Mar 3, 2017

Researchers Debate the Future of Genomics

Education, Faculty & Staff, Research
Professor Stephen Scherer at Genomic Medicine Canada 2017
By

Jim Oldfield

Professor Stephen Scherer at Genomic Medicine Canada 2017

“How does a biologist define big data?” That was one of David Glazer’s questions for the audience at the Genomic Medicine Canada symposium this week, hosted at The Hospital for Sick Children by the University of Toronto’s McLaughlin Centre.

The answer? “It doesn’t fit into Excel.” Glazer dropped the line as a joke, but his point was serious: in the last few years, many biologists have turned to new software and infrastructure that can handle the vast streams of data generated by genomics.

As an engineering director at Verily (formerly Google Life Sciences), Glazer is developing new ways to capture and share genomic data. But he came to Toronto with another message in his keynote address: machine learning can produce great insights from data we already have.

Machine learning is a type of data analysis in which a computer develops the ability to recognize patterns and perform calculations based on repeated inputs. The greater the number of inputs, the more accurate the analysis and outputs. Google’s self-driving cars and “smart reply” feature in Gmail are two examples, but Verily is now applying the concepts behind these and other popular applications to the life sciences, with remarkable results.

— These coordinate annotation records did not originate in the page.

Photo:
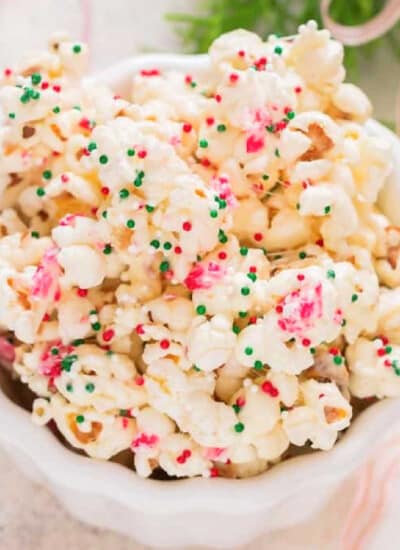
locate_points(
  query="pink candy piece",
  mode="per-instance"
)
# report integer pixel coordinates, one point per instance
(45, 279)
(300, 309)
(145, 440)
(254, 143)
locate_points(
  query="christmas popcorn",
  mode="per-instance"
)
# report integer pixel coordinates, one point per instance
(196, 279)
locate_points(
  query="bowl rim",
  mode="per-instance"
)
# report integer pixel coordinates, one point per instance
(234, 497)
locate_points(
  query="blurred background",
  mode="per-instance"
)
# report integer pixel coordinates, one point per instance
(120, 28)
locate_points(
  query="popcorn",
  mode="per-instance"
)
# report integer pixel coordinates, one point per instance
(197, 275)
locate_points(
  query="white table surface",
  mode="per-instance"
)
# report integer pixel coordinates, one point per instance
(31, 518)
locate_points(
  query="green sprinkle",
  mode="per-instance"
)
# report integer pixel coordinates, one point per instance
(36, 78)
(124, 194)
(235, 329)
(222, 237)
(164, 266)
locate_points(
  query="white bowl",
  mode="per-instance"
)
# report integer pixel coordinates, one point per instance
(218, 513)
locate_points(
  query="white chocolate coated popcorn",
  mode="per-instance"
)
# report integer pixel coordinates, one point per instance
(196, 278)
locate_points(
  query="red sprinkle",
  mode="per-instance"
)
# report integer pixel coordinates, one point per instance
(108, 335)
(268, 388)
(164, 344)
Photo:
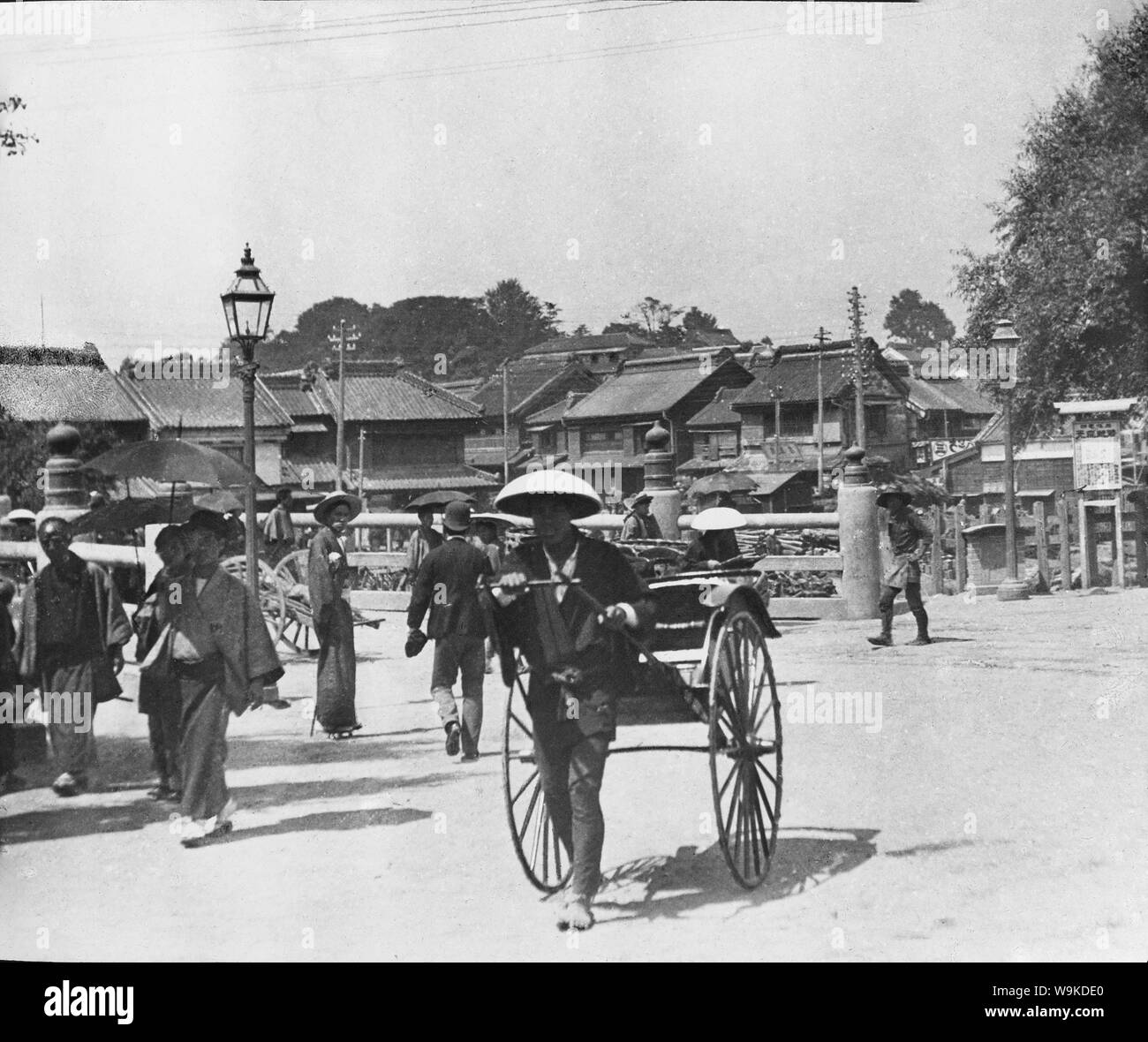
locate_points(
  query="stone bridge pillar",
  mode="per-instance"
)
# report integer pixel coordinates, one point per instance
(857, 508)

Last year Google showed that machine learning could teach computers to diagnose diabetic retinopathy as well as and in some cases better than ophthalmologists. And, said Glazer, the ability of a machine to learn from repeated exposure to microscopic lab images and then predict the appearance of cellular markers or signals of cell death — without staining any slides for contrast — may be just around the corner. “It could open up a whole set of quick, non-invasive analytical possibilities,” he said.

The symposium offered Glazer and scientists from across Canada and other countries to share their findings in genomics and big data, and to discuss how those technologies are starting to bring about precision medicine for patients.

Professor Mark Caulfield from Genomics EnglandProfessor Mark Caulfield spoke about Genomics England’s effort to sequence the whole genomes of 100,000 patients and their families in the United Kingdom. He stressed that genomics should be done without the encumbrance of national borders, so that researchers around the world can share and build on the data and treatments emerging from whole genome studies.

Professor Stephen Scherer, who organized the event, spoke about his research on autism spectrum disorders and a Toronto-based, open-science project with Verily and other partners called MSSNG, which aims to sequence the genomes of 10,000 autism patients. Whole-genome sequencing, said Scherer, should become the standard-of care-diagnostic test in autism.

The MSSNG project has already yielded remarkable insights into the individual genetic makeup of each patient’s condition, re-enforcing the idea that autism is really a collection of conditions based on many genetic variants. “We’ve come a long way, and our data is starting to inform on medical management and care pathways,” said Scherer, who is the director of the McLaughlin Centre and a professor of Molecular Genetics at U of T as well as a senior scientist at SickKids. “It’s also refining familial recurrence risk and enabling us to start identifying more appropriate pharmacologic interventions for certain families.”

The day ended with a panel discussion and a plea from former senator James Cowan, who encouraged attendees to contact their local MPs about recent Liberal party amendments to Bill S-201, genetic non-discrimination legislation set for a final vote in the House of Commons next week.

The event was sponsored by the McLaughlin Centre, and Canada’s Genomics Enterprise and partners.